Saturday, April 23, 2011

Job Opening: Dog Cop

This is an exciting, fulfilling position for the right person. Applicants must love to stick their nose in other peoples' business in the following ways: If an owner doesn't pick up his dog's poop, rush over and point this etiquette breach to him in no uncertain terms. If a pickup is spotted with a dog in the back, follow it to the ends of the earth, if need be and point out the dangers as well as illegality of this. Be prepared to eat crow after discovering the dog was safely restrained, after all. If an owner is correcting (the new word for disciplining) her dog in a way that you deem faulty,  be willing to approach and demonstrate the right way (i.e., your way).
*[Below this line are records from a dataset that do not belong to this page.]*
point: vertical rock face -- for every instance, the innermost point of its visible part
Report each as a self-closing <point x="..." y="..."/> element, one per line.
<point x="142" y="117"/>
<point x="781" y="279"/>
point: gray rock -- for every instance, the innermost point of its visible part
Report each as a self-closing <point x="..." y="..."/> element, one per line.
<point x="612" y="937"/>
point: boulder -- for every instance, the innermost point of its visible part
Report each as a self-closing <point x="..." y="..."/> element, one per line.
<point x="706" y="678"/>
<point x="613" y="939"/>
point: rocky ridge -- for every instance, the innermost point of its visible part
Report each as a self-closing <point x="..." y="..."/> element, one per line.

You must be willing to offer unsolicited advice on feeding, potty training, medical issues and any other tidbits of wisdom to each dog owner encountered.  They may appear annoyed, but they will appreciate your insight later down the road.



As one who has recently  retired from this career, I must warn that it can be frustrating at times, especially when recalcitrant dog owners refuse to respond to completely reasonable demands.  With the aid of a self-help group designed to help cure controlling personalities, I have now stepped into a delightfully stress-free world.  Repeating that old adage, "It's none of my business," many times a day, I am continually amazed at how well people do even without my input.  No longer exhausted from fixing that which is not broken or telling others what to do,  I have  more hours a day to enjoy my little hotel guests.
This is an unusually popular job, so apply now. Or not. Since I don't tell people what to do anymore.